Before a site appears in search results, a search engine must index it. An indexed site will have been visited and analyzed by a search robot with relevant information saved in the search engine database. If a page is present in the search engine index, it can be displayed in search results otherwise, the search engine cannot know anything about it and it cannot display information from the page.

There are two ways to allow a search engine to learn about a new site:

   - Submit the address of the site manually using a form associated with the search engine, if available. In this case, you are the one who informs the search engine about the new site and its address goes into the queue for indexing. Only the main page of the site needs to be added, the search robot will find the rest of pages by following links.

   - Let the search robot find the site on its own. If there is at least one inbound link to your resource from other indexed resources, the search robot will soon visit and index your site. In most cases, this method is recommended. This may actually be quicker than manually adding it to the submission queue. The Google search engine is the quickest of the bunch.

   Try to make your site friendly to search robots by following these rules:

   - Try to make any page of your site reachable from the main page in not more than three mouse clicks. If the structure of the site does not allow you to do this, create a so-called site map that will allow this rule to be observed.

   - Remember that search engines index no more than the first 100-200 KB of text on a page. Hence, the following rule – do not use pages with text larger than 100 KB if you want them to be indexed completely.

   You can manage the behavior of search robots using the file robots.txt. This file allows you to explicitly permit or forbid them to index particular pages on your site.

   The databases of search engines are constantly being updated; records in them may change, disappear and reappear.
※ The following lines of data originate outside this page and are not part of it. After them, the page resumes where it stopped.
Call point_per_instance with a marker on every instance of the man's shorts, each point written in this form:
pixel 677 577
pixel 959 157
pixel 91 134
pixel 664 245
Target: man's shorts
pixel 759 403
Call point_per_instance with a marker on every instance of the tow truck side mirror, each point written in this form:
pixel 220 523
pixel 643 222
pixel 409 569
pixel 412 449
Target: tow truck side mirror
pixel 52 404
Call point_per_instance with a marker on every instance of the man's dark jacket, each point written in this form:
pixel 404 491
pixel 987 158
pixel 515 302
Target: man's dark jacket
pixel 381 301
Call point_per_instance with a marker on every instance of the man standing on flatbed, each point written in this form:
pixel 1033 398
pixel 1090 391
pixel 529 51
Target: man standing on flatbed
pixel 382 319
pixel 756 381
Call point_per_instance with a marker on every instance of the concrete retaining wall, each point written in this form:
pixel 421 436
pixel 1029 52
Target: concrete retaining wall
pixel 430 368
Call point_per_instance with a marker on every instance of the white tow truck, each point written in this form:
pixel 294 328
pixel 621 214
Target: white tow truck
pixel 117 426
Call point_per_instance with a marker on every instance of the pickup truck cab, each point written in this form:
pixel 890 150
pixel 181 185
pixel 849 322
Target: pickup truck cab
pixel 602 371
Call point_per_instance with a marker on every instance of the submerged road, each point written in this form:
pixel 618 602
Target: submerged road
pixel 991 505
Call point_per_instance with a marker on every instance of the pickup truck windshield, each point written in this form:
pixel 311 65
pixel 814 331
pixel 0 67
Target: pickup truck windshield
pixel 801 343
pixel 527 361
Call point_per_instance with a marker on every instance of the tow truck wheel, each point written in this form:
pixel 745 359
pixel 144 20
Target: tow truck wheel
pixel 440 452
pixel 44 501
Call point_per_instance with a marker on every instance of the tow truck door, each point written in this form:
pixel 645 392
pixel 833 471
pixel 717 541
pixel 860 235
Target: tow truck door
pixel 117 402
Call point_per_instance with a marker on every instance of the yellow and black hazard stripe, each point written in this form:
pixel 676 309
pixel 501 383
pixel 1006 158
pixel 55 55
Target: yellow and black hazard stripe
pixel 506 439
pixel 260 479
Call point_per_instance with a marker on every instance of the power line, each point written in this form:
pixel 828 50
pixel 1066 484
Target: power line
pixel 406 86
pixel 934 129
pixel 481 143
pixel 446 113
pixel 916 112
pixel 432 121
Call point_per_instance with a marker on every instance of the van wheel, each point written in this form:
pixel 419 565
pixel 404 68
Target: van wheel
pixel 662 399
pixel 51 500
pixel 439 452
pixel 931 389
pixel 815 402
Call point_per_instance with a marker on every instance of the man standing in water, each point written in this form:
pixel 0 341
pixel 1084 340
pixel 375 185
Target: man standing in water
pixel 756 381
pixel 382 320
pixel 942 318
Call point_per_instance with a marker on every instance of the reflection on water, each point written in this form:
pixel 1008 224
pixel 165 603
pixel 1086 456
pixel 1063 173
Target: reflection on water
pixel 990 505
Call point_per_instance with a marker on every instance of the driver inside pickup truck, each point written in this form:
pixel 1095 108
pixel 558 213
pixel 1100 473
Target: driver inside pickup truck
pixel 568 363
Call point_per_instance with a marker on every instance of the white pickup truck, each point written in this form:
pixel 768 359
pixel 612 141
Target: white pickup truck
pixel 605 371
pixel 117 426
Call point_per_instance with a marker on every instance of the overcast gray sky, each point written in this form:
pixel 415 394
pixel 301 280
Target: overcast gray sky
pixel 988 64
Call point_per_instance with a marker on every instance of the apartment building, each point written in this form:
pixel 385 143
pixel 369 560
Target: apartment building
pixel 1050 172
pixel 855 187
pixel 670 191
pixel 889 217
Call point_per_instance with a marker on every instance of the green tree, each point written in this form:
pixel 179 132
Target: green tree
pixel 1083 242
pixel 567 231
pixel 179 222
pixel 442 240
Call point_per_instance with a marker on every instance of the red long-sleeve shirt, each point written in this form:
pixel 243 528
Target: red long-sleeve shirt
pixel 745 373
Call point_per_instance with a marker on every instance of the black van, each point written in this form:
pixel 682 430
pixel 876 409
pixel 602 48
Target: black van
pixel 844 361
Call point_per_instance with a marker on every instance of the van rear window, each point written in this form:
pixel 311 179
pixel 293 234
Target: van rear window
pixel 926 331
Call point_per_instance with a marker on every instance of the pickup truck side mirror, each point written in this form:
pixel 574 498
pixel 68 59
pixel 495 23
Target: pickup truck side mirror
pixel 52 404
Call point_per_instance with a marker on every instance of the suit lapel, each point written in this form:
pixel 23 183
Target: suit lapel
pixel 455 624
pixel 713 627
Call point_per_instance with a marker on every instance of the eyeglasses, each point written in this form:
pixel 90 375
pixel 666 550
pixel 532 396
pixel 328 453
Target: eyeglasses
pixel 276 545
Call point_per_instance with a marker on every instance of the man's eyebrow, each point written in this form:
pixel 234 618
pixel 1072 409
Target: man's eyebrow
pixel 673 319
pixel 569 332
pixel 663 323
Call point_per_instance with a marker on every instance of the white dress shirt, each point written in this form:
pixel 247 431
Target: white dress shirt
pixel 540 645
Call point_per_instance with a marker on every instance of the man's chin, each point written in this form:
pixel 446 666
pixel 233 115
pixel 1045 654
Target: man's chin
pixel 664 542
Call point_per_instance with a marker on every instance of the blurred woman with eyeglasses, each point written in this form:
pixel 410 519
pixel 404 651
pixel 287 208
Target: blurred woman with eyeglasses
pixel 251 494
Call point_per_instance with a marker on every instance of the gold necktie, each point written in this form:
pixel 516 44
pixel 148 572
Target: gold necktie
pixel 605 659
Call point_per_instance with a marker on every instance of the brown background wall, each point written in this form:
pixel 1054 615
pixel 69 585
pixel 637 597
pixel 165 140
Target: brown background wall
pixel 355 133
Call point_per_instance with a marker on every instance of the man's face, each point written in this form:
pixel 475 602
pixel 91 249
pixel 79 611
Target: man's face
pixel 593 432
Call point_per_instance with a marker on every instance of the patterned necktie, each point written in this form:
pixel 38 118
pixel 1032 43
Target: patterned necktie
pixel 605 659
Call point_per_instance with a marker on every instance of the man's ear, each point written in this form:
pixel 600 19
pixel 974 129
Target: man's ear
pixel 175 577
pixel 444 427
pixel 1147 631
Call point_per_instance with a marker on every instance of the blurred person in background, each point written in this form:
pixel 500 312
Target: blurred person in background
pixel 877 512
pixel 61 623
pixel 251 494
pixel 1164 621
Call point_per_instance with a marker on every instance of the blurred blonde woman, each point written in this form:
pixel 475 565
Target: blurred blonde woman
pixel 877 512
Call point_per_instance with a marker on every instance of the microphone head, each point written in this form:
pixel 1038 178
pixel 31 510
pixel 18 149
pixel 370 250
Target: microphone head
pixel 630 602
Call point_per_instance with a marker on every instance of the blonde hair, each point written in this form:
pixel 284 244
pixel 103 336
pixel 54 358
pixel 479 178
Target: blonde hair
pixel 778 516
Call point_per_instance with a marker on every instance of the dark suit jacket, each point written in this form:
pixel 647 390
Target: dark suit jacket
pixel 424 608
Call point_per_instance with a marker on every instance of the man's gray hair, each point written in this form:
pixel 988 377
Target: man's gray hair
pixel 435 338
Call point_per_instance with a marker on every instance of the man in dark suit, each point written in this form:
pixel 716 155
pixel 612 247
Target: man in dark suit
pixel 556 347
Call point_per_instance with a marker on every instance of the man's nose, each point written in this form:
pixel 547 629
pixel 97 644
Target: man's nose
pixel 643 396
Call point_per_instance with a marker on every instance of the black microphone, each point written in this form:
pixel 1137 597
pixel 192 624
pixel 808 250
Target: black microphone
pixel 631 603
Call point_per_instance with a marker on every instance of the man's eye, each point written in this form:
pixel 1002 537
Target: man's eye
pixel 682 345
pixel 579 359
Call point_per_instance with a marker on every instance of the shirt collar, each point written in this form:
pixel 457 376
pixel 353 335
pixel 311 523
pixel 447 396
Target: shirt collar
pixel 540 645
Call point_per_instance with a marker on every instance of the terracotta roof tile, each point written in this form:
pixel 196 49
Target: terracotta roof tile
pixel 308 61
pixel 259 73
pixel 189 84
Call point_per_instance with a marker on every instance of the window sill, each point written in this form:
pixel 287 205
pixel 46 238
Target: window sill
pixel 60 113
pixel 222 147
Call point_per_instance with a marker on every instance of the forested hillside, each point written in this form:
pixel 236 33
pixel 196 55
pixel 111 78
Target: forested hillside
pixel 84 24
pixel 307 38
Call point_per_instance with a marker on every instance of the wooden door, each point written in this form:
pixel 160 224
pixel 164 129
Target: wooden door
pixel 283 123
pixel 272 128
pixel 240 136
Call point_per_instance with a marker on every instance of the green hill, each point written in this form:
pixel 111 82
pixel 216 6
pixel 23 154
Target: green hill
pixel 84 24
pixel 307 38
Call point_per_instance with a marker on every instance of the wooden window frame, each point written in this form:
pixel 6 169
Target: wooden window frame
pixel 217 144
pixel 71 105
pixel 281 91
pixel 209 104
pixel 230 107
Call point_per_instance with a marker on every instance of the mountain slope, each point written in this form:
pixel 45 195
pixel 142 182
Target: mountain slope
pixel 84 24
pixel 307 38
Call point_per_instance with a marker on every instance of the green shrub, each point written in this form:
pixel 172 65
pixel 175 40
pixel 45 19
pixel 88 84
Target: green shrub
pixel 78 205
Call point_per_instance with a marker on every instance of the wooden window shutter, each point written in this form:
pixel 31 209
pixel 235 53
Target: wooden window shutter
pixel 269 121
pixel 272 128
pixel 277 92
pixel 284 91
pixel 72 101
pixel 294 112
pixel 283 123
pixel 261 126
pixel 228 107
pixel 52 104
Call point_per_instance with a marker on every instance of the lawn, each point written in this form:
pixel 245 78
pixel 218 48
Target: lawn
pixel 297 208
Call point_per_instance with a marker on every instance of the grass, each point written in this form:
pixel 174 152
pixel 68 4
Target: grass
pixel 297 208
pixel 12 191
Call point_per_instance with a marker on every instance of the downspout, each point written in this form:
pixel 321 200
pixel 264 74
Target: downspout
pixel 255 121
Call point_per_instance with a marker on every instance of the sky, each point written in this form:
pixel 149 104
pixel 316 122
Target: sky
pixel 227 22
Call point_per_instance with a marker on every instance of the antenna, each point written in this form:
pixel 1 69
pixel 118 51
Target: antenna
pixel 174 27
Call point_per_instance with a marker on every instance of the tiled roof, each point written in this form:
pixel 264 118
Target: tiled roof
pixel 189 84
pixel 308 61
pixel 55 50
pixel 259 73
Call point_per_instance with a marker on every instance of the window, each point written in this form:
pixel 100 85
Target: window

That is why the number of indexed pages on your site may sometimes vary. One of the most common reasons for a page to disappear from indexes is server unavailability. This means that the search robot could not access it at the time it was attempting to index the site. After the server is restarted, the site should eventually reappear in the index.

   You should note that the more inbound links your site has, the more quickly it gets re-indexed. You can track the process of indexing your site by analyzing server log files where all visits of search robots are logged.